Opfer nicht in Lebensgefahr
Der Richter führte aus: «Es ist erstellt, dass es eine tätliche Auseinandersetzung gab.» Dabei sei die Frau verletzt worden. So belegen etwa MRI-Aufnahmen die Verletzungen durch einen Schwitzkastengriff. Jedoch habe sich das Opfer durch dieses Würgen nicht in Lebensgefahr befunden.
Nicht erstellt seien die Vorwürfe rund um Chloroform: Ein Betäubungsversuch sei nicht erwiesen, so der Richter, wodurch auch die versuchte Vergewaltigung und die sexuelle Nötigung wegfallen.

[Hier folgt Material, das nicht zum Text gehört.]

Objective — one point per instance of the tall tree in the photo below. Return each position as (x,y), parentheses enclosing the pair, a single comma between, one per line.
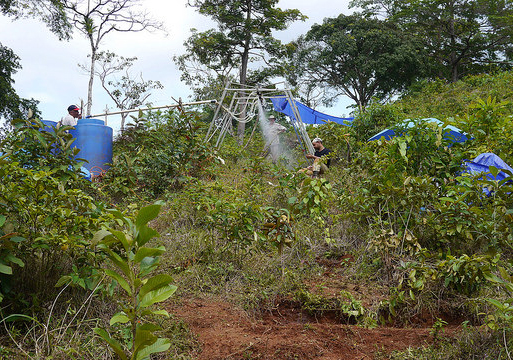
(243,35)
(127,92)
(49,11)
(97,18)
(461,36)
(355,56)
(11,105)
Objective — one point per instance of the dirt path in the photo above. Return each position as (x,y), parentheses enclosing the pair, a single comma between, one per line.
(226,332)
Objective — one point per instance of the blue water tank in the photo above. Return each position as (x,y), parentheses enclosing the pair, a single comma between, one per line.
(95,143)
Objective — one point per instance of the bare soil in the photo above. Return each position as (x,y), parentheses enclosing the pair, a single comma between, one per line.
(287,332)
(226,332)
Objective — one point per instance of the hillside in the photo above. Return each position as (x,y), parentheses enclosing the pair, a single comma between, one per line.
(395,253)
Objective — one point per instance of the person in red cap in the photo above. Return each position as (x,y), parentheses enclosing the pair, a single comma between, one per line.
(72,118)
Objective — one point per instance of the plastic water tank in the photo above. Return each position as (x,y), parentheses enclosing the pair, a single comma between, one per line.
(95,143)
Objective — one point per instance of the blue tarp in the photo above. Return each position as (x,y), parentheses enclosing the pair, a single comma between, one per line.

4200 Franken für ihre Dienste
Weshalb die Situation eskaliert ist, konnte auch das Gericht nicht ganz klären. Klar ist jedoch: Nach einem ersten Treffen am Tag zuvor trafen sich Diethelm und die Prostituierte am 22. Juni 2021 wieder. Gebucht war die junge Frau für Sadomaso-Rollenspiele. Er versprach ihr – wie Chatnachrichten belegen – 4200 Franken. Dafür sollte sie nach ihm keinen Freier mehr empfangen. Zudem beauftragte er sie, eine Fesselschnur, einen Mundknebel und eine Leine mit Halsband zu kaufen und für ihn bereitzulegen. Ab hier gehen die Aussagen jedoch auseinander.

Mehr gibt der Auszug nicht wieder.